Geschonnecks Film muss sich überdies den Vorwurf gefallen lassen, Hannah Arendts Diktum von der „Banalität des Bösen“ nachgerade konterkariert zu haben. Er zeigt uns eine Versammlung von zombiehaften Automaten, die hölzern und monoton, bar jeder Mimik und Gestik, in einer befremdlich unrealistischen Weise ihre Sätze herunterspulen und eben nicht von im Grunde gewöhnlichen Menschen. Es scheint ergo fast unglaublich, dass sich die Wannseekonferenz so abgespielt haben soll. Da es sich bei den Darstellern um durchweg respektable Schauspieler handelt, ist diese merkwürdige Inszenierung offenbar gewollt.

Wir erinnern uns: Schon bei dem deutschen Film „Der Untergang“ von 2004 wurde ernsthaft die absurde Frage diskutiert, ob man Hitler als menschliches Wesen darstellen dürfe, das durchaus auch mal charmant sein kann und den Genuss von Schokoladenkuchen liebt.

Also präsentiert man dem Publikum – ganz dem Zeitgeist entsprechend – einen antiseptischen Gruselfilm und verhindert gerade dadurch, dass der individuelle Zuschauer einen persönlichen Zugang zu den Ereignissen an diesem 20. Januar 1942 in jener Villa am Großen Wannsee 56/58 findet.

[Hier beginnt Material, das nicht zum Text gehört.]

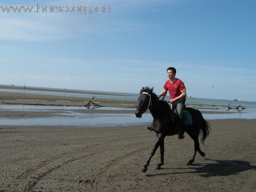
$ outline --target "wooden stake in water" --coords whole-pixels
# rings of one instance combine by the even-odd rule
[[[124,104],[124,93],[125,93],[125,91],[124,92],[124,99],[123,99],[123,104]]]
[[[212,106],[212,93],[213,92],[213,85],[212,85],[212,97],[211,98],[211,102],[210,102],[210,106]]]
[[[22,101],[24,101],[24,95],[25,94],[25,84],[24,84],[24,89],[23,91],[23,97],[22,98]]]
[[[65,102],[65,93],[66,92],[66,88],[64,89],[64,97],[63,98],[63,102]]]

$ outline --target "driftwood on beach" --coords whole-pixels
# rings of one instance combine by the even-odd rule
[[[102,106],[100,105],[96,104],[93,102],[93,99],[94,99],[94,97],[95,97],[95,96],[92,98],[92,99],[90,101],[89,101],[89,102],[88,102],[87,104],[85,105],[84,105],[84,106],[88,109],[94,109],[102,107]]]
[[[237,107],[230,107],[230,104],[231,104],[231,103],[232,102],[231,102],[229,103],[228,105],[227,106],[227,107],[227,107],[228,108],[228,109],[238,109],[239,110],[239,108],[240,108],[242,109],[246,109],[246,108],[245,108],[245,107],[243,107],[242,106],[242,102],[243,102],[243,101],[241,101],[241,102],[240,103],[240,104],[239,104],[239,105],[238,105]]]

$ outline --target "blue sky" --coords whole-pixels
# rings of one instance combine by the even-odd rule
[[[35,13],[37,3],[92,12]],[[0,84],[132,93],[149,86],[159,94],[174,67],[188,95],[211,98],[214,86],[213,98],[256,101],[255,1],[0,4],[34,8],[0,9]],[[110,13],[92,12],[104,6]]]

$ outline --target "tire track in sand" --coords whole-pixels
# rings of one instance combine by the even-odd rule
[[[95,178],[94,178],[93,180],[93,182],[92,183],[92,191],[93,192],[103,191],[102,185],[102,180],[104,176],[108,172],[108,171],[111,168],[113,167],[117,163],[136,153],[143,151],[145,151],[145,150],[148,149],[149,148],[151,148],[150,147],[148,147],[146,148],[134,151],[119,157],[111,161],[102,169],[96,175]]]

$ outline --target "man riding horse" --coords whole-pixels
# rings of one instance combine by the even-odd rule
[[[175,78],[176,69],[174,67],[167,69],[167,77],[169,79],[164,86],[164,92],[160,93],[165,96],[167,91],[170,95],[170,102],[176,107],[179,116],[177,126],[179,127],[178,136],[179,139],[185,138],[184,137],[184,118],[183,111],[185,108],[186,100],[186,88],[184,83],[180,79]]]

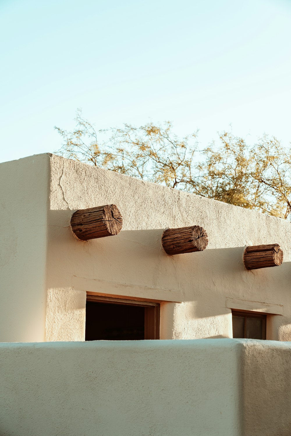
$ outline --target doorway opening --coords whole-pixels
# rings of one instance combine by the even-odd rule
[[[87,296],[85,341],[159,339],[160,304]]]

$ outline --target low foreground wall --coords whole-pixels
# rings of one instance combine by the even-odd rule
[[[0,345],[1,436],[290,435],[291,343]]]

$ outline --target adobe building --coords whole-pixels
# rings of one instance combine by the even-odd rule
[[[289,221],[50,153],[0,180],[0,434],[290,434]]]

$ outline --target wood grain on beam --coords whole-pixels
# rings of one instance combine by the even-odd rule
[[[77,238],[87,241],[118,235],[122,228],[122,216],[115,204],[106,204],[76,211],[70,224]]]
[[[162,235],[163,248],[168,255],[202,251],[208,243],[207,234],[199,225],[167,228]]]
[[[243,263],[247,269],[258,269],[279,266],[283,262],[283,252],[278,244],[247,247],[243,253]]]

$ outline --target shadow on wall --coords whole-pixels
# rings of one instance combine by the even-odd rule
[[[247,271],[243,246],[169,256],[161,246],[163,228],[122,230],[113,237],[79,241],[69,224],[74,211],[50,211],[50,287],[68,287],[69,279],[75,275],[132,286],[181,290],[182,304],[191,303],[188,316],[195,318],[230,313],[226,297],[274,304],[286,300],[290,262]],[[174,312],[175,303],[165,304],[171,304]]]

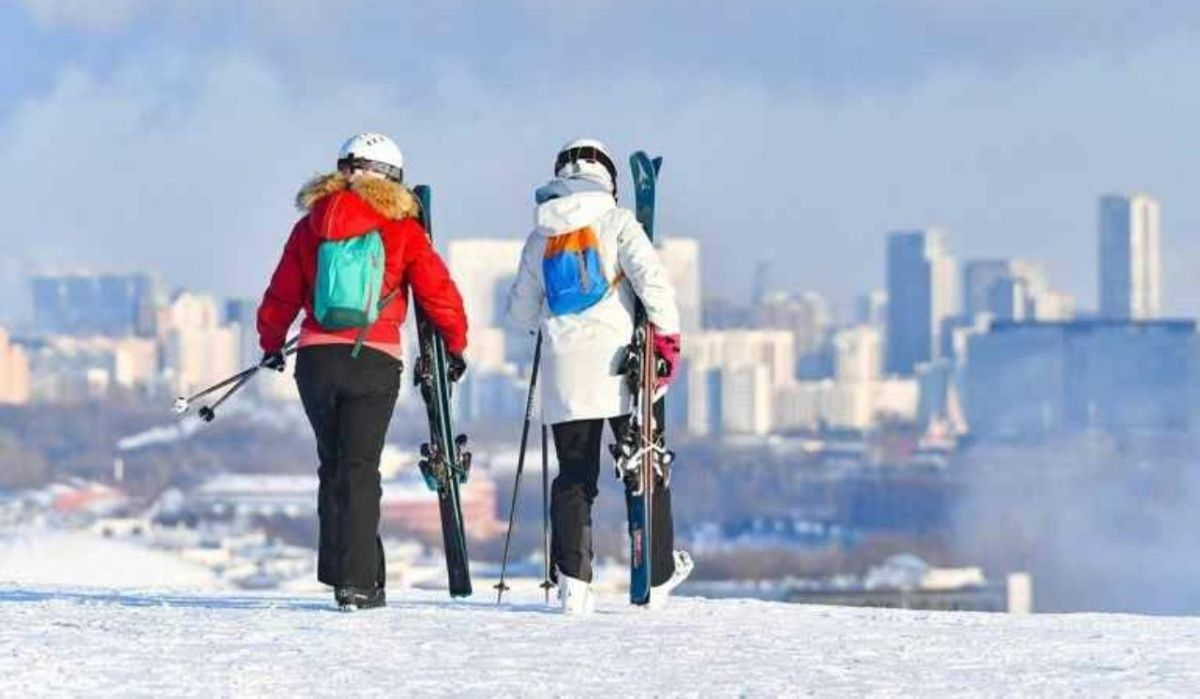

Ganz anders die Verfilmung des Themas aus dem Jahre 1984 im Auftrag des Bayerischen Rundfunks. Hier wird uns auf verstörende Weise eine Konferenz vorgeführt, wie sie in der Form wohl jeder Angestellte in leitender Funktion schon mal erlebt hat. Die Stimmung ist locker, ja beinahe heiter. Witze werden erzählt und in der Pause gibt es nicht nur Schnittchen, sondern auch Cognac und Zigarren. Und alle scharwenzeln um den Chef in der Hoffnung auf eine Beförderung. Mittendrin Reinhard Heydrich als jovialer Tagungsleiter, der zuweilen Mühe hat, die hin und wieder ausufernde Diskussion unter Kontrolle zu halten. Zwischendurch schläft einer der Teilnehmer sogar ein. Was für eine nette Atmosphäre, mag mancher denken, fast wie bei unserer letzten Abteilungsleiterversammlung. Doch gleichzeitig wird der Zuschauer gnadenlos hineingezogen in das Thema jener Konferenz, dass es hier eben nicht um die Einführung eines neuen Arbeitszeitmodells geht, sondern um die Ermordung von Millionen Menschen. In diesem Augenblick gefriert einem das Blut in den Adern und die Banalität des Bösen offenbart sich in ihrer ganzen Entsetzlichkeit.

Eigentlich sämtliche Rezensionen in den etablierten Medien betonten die Bedeutung der Wannseekonferenz für unsere heutige Zeit, nämlich wie aus totalitärer Sprache am Ende verbrecherisches Handeln wird. Das ist natürlich richtig und in der Tat verblüffend aktuell, wenn im Film zum Beispiel darüber debattiert wird, inwieweit erst freiwillig, dann zwangsweise sterilisierte „Mischlinge“ wieder am gesellschaftlichen Leben teilhaben dürfen. Rote Linien gab es auch damals nicht. Die totalitären Mechanismen, welche eine Wannseekonferenz möglich machten, treten immer wieder auf und zwar in vielerlei Gestalt.